Current constituency
- Party: New Patriotic Party
- MP: Edward Michael Ennin

= Obuasi (Ghana parliament constituency) =

Ghana parliament constituency

The Obuasi Constituency was a constituency in the Obuasi Municipal District in the Ashanti Region of Ghana. In 2003, the Electoral Commission of Ghana, created 30 new constituencies in the country by dividing certain already existing ones. With the Obuasi constituency, it was split into the Obuasi and Akrofuom with Obuasi and Akrofuom as their headquarters. The Obuasi constituency was further split in 2011 into the Obuasi West and Obuasi East constituencies.

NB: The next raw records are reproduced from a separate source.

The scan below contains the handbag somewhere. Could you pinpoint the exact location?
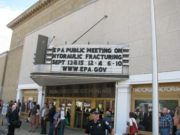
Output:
[12,120,22,128]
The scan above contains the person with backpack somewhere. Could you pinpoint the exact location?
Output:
[173,106,180,135]
[29,102,37,132]
[7,104,21,135]
[128,112,138,135]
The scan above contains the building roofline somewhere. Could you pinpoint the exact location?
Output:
[7,0,56,28]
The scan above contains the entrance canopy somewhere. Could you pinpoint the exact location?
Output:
[31,45,129,86]
[31,72,128,86]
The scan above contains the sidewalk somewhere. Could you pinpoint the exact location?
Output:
[0,116,84,135]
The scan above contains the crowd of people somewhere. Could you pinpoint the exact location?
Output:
[3,101,66,135]
[128,107,180,135]
[1,98,180,135]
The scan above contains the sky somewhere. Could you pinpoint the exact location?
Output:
[0,0,38,54]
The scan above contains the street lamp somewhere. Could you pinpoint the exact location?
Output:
[151,0,159,135]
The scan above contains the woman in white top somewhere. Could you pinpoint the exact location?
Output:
[129,112,138,135]
[55,106,65,135]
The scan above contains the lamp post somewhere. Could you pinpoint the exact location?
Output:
[151,0,159,135]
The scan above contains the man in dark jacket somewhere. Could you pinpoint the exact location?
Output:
[85,109,111,135]
[7,104,19,135]
[48,103,56,135]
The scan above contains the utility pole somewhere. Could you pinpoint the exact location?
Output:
[151,0,159,135]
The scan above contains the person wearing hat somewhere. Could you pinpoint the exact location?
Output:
[85,109,111,135]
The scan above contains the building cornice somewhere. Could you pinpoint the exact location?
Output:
[7,0,57,28]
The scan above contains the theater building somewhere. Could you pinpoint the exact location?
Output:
[3,0,180,135]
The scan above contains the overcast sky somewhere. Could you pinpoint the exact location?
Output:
[0,0,38,54]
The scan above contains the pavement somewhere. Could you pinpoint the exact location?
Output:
[0,117,84,135]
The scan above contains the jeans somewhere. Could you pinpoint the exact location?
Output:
[48,122,54,135]
[58,120,65,135]
[160,128,170,135]
[8,124,15,135]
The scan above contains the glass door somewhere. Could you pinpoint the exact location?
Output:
[74,99,91,128]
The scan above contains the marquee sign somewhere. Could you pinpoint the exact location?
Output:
[51,45,129,75]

== Members of Parliament ==

| Election | Member | Party | Term |
|---|---|---|---|
| 1954 | Robert Okyere Amoako-Atta | Convention People's Party | 1954-1966 |
| 1969 | Justice Akuamoa Boateng | Progress Party | 1969‐1972 |
| 1979 | F. K. Mensah | People's National Convention | 1979-1981 |
| 1992 | Peter Keneth Owusu | National Democratic Congress | 1992-1996 |
| 1996 | Anthony Bright Boadi-Mensah | New Patriotic Party | 1996‐2004 |
| 2004 | Edward Michael Ennin | New Patriotic Party | 2004‐2012 |

The constituency was split in 2012 into the Obuasi East and Obuasi West constituencies.